В следующую секунду на них сверху обрушился всем своим весом нагруженный поклажей мул. Он тоже потерял опору под ногами и рухнул вниз. Мартин не понимал, каким чудом ему удалось в самый последний момент увернуться от грузного мула. Но, как ни удивительно, он совсем не пострадал.
Придя в себя от первоначального шока, Мартин Паули оставил обоих животных и пополз вперёд, пытаясь отыскать Эймоса. В конце концов он наткнулся на него. Их встреча была похожа на встречу двух слепых: они неуклюже обнялись, едва видя друг друга сквозь непроницаемую снежную пелену и испытали непередаваемое счастье от того, что оба остались живы. Затем они вернулись к оставленным в промоине животным и попытались отыскать более надёжное место для укрытия. Они поползли вперёд и наконец наткнулись на раскидистую иву, всю усыпанную снегом. Под её ветвями можно было устроить неплохое убежище от страшного ненастья. Мартин с Эймосом принялись споро наклонять и связывать вместе ветви ивы, сооружая подобие шалаша, под которым они могли не только укрыться сами, но и укрыть оставшихся в живых животных. Они не жаловались на судьбу — по крайней мере теперь у них появилась реальная надежда на спасение. Единственное, чего они не знали — это то, что им придётся провести под этой ивой целых шестьдесят часов.

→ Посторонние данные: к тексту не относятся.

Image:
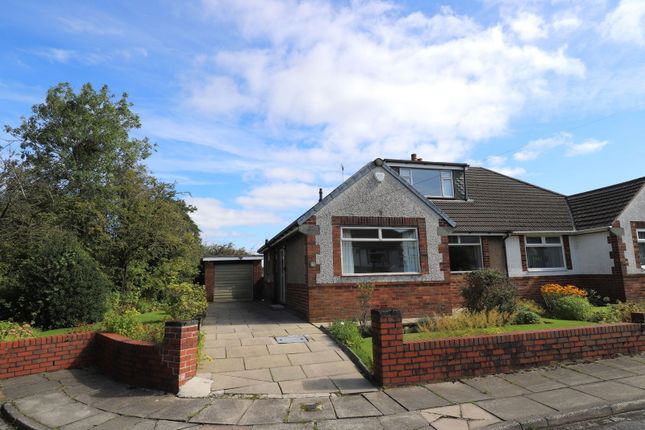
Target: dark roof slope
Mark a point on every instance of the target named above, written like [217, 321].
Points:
[599, 208]
[498, 203]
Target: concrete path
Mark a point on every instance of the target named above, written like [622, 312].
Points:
[244, 357]
[81, 399]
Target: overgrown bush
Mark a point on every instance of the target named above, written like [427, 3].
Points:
[185, 301]
[530, 306]
[12, 331]
[488, 290]
[58, 285]
[346, 331]
[466, 320]
[571, 308]
[525, 316]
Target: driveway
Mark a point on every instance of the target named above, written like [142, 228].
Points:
[244, 356]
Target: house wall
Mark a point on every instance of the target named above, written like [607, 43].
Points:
[634, 212]
[369, 198]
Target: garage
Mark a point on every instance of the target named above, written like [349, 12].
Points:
[232, 279]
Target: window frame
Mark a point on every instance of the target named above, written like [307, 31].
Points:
[481, 250]
[445, 175]
[638, 245]
[379, 239]
[543, 244]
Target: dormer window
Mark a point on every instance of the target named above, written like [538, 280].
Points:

Самой страшной и тяжёлой оказалась первая ночь. Ветер дул с ураганной скоростью, не позволяя снегу ни на мгновение опуститься на землю, и жуткий снежный вихрь беспрерывно господствовал в воздухе, не позволяя людям и животным даже приподнять головы. Они не могли разжечь огонь и толком поесть и согреться. Еда совершенно замёрзла и её невозможно было разгрызть. Всю ночь Эймос с Мартином промучились от холода и голода. При этом им приходилось постоянно шевелить руками и ногами, чтобы не замёрзнуть окончательно.
В эту ночь конь Мартина каким-то неведомым способом сумел отвязаться и пропасть в снежной буре. Ни Мартин, ни Эймос не заметили, когда это произошло. Конь просто исчез, и всё.
В следующую ночь бушевавший над прерией ураган сменил направление и стал дуть более размеренно. Теперь снег не летал хаотично во всех направлениях, а падал на землю, равномерно заметая всё вокруг. Сугробы начали расти на глазах, но зато Эймосу с Мартином, укрывшимся под ветвями ивы, удалось разжечь костёр и, растопив в котелке немного снега, сварить себе мяса. Поев, они установили график, по которому они должны были спать и бодрствовать по очереди, чтобы никто случайно не замёрз, и стали неукоснительно следовать ему.
Но третья ночь, которую им пришлось выдержать, оказалась даже ещё более кошмарной — по крайней мере для Мартина. Дело в том, что к этому времени его душевные и физические силы были уже на пределе. Он уже перестал верить, что этот ужас когда-нибудь кончится. Мартин вслушивался в завывание ветра, и ему чудилось, что это будет продолжаться всегда, пока они не умрут тут. Он потерял всякую веру в спасение и подавленно ждал конца.
Из этого чудовищного состояния его вывел Эймос, причём самым неожиданным образом. В тот момент, когда Мартин уже почти впал в кому, потеряв всякую надежду на избавление от уготованного ему ужасного жребия, он вдруг услышал странную песню. Её пел Эймос. Пел он её не на английском языке, а на языке команчей. Это была предсмертная песня индейцев, которую по древнему обычаю пели воины из общества Снежных волков тогда, когда они умирали. Мартин с ужасом вслушивался в жуткие слова, которые хрипло пел Эймос:
— Господи, Эймос, да прекрати же это! — закричал Мартин. Видя, что Эймос не слушает его, он ударил его по плечу онемевшей рукой.
Однако Эймос отнюдь не бредил. Он взглянул на Мартина ясными глазами и, прекратив петь, встал и принялся энергично разминать закостеневшие суставы.
— Я смотрю, у тебя совсем нет музыкального слуха, — пробормотал он, искоса поглядывая на молодого человека.
В следующее мгновение Мартин вдруг осознал, что вокруг них — совершенно тихо. Ветер больше не проносился с рёвом и завыванием над заснеженной прерией. Вокруг стояла удивительная, совсем непривычная тишина. Небо было по-прежнему серым, но местами снег поблескивал так ярко, что невольно слепил глаза.